How to calculate percentage when old value is ZERO
If you're required to show growth as a percentage it's customary to display [NaN]
or something similar in these cases. A growth rate, on the other hand, would be reported in this case as $/month. So in your example for April
the growth rate would be calculated as ((20-0)/1
.
In any event, determining the correct method for reporting this special case is a user decision. Is it covered in your user requirements?
There is no rate of growth from 0 to any other number. That is to say, there is no percentage of increase from zero to greater than zero and there is no percentage of decrease from zero to less than zero (a negative number). What you have to decide is what to put as an output when this situation happens. Here are two possibilities I am comfortable with:
- Any time you have to show a rate of increase from zero, output the infinity symbol (∞). That's Alt + 236 on your number pad, in case you're wondering. You could also use negative infinity (-∞) for a negative growth rate from zero.
- Output a statement such as "[Increase/Decrease] From Zero" or something along those lines.
Unfortunately, if you need the growth rate for further calculations, the above options will not work, but, on the other hand, any number would give your following calculations incorrect data any way so the point is moot. You'd need to update your following calculations to account for this eventuality.
As an aside, the ((New-Old)/Old) function will not work when your new and old values are both zero. You should create an initial check to see if both values are zero and, if they are, output zero percent as the growth rate.
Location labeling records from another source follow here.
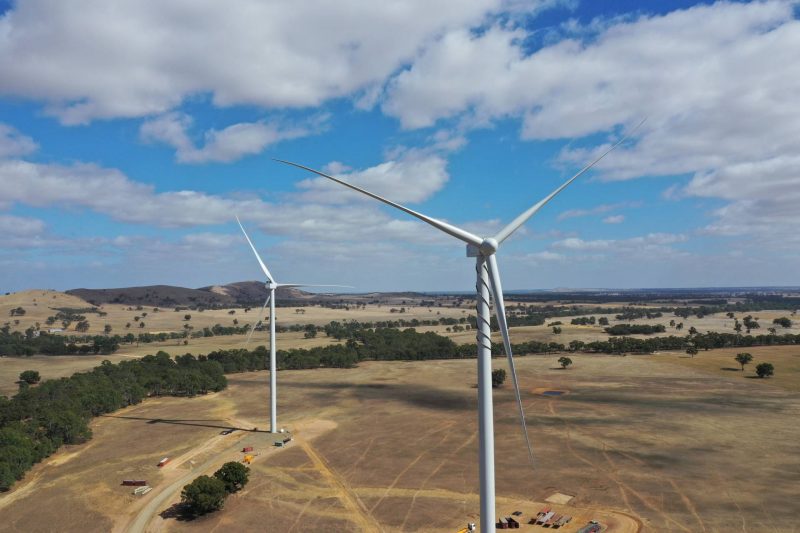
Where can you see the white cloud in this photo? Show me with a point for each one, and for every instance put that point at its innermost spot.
(651, 242)
(20, 227)
(226, 145)
(764, 199)
(597, 210)
(110, 192)
(13, 143)
(139, 58)
(717, 82)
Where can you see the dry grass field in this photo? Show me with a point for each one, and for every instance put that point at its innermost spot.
(663, 442)
(39, 305)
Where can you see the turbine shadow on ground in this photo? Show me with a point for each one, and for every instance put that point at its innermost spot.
(185, 423)
(415, 395)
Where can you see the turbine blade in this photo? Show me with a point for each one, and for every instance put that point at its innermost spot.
(500, 311)
(451, 230)
(515, 224)
(258, 319)
(260, 262)
(311, 285)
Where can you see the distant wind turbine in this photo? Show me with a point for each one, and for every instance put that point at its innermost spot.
(271, 286)
(488, 275)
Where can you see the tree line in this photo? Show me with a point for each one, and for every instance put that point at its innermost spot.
(36, 421)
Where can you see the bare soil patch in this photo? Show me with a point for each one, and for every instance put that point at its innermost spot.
(640, 441)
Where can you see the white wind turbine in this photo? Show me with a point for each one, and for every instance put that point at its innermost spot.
(271, 285)
(483, 250)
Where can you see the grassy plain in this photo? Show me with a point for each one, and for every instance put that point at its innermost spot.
(675, 443)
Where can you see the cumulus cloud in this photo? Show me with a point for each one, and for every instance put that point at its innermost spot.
(650, 244)
(141, 58)
(597, 210)
(717, 82)
(20, 227)
(13, 143)
(112, 193)
(225, 145)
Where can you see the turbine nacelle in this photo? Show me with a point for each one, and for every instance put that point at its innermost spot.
(486, 248)
(489, 246)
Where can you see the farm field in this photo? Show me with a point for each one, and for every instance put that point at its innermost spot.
(41, 304)
(663, 442)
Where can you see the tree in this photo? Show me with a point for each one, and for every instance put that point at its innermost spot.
(30, 376)
(743, 359)
(498, 377)
(204, 495)
(234, 475)
(783, 322)
(764, 370)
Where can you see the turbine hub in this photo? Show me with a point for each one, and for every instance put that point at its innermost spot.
(489, 246)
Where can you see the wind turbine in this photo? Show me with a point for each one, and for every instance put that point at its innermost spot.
(271, 285)
(483, 250)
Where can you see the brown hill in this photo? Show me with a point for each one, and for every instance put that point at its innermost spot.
(233, 294)
(153, 295)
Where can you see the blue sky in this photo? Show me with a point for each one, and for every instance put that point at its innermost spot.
(132, 133)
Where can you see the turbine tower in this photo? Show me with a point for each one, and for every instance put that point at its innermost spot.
(488, 280)
(271, 286)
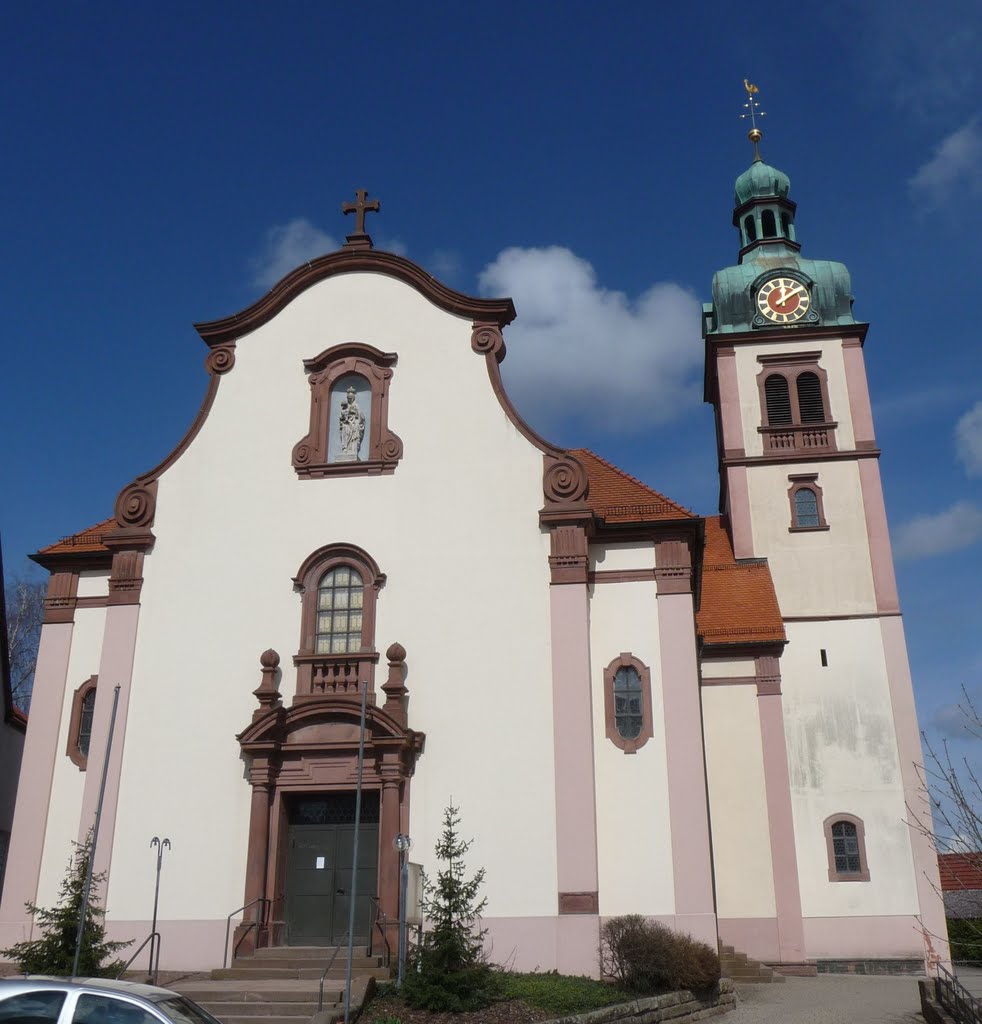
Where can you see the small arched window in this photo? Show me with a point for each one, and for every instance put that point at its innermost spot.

How to deal with Zeros when calculating percentage changes is the researcher's call and requires some domain expertise. If the researcher believes that it would not be distorting the data, s/he may simply add a very small constant to all values to get rid of all zeros. In financial series, when dealing with trading volume, for example, we may not want to do this because trading volume = 0 just means that: the asset did not trade at all. The meaning of volume = 0 may be very different from volume = 0.00000000001. This is my preferred strategy in cases whereby I can not logically add a small constant to all values. Consider the percentage change formula ((New-Old)/Old) *100. If New = 0, then percentage change would be -100%. This number indeed makes financial sense as long as it is the minimum percentage change in the series (This is indeed guaranteed to be the minimum percentage change in the series). Why? Because it shows that trading volume experiences maximum possible decrease, which is going from any number to 0, -100%. So, I'll be fine with this value being in my percentage change series. If I normalize that series, then even better since this (possibly) relatively big number in absolute value will be analyzed on the same scale as other variables are. Now, what if the Old value = 0. That's a trickier case. Percentage change due to going from 0 to 1 will be equal to that due to going from 0 to a million: infinity. The fact that we call both "infinity" percentage change is problematic. In this case, I would set the infinities equal to np.nan and interpolate them.
The following graph shows what I discussed above. Starting from series 1, we get series 4, which is ready to be analyzed, with no Inf or NaNs.
One more thing: a lot of the time, the reason for calculating percentage change is to stationarize the data. So, if your original series contains zero and you wish to convert it to percentage change to achieve stationarity, first make sure it is not already stationary. Because if it is, you don't have to calculate percentage change. The point is that series that take the value of 0 a lot (the problem OP has) are very likely to be already stationary, for example the volume series I considered above. Imagine a series oscillating above and below zero, thus hitting 0 at times. Such a series is very likely already stationary.
This is most definitely a programming problem. The problem is that it cannot be programmed, per se. When P is actually zero then the concept of percentage change has no meaning. Zero to anything cannot be expressed as a rate as it is outside the definition boundary of rate. Going from 'not being' into 'being' is not a change of being, it is instead creation of being.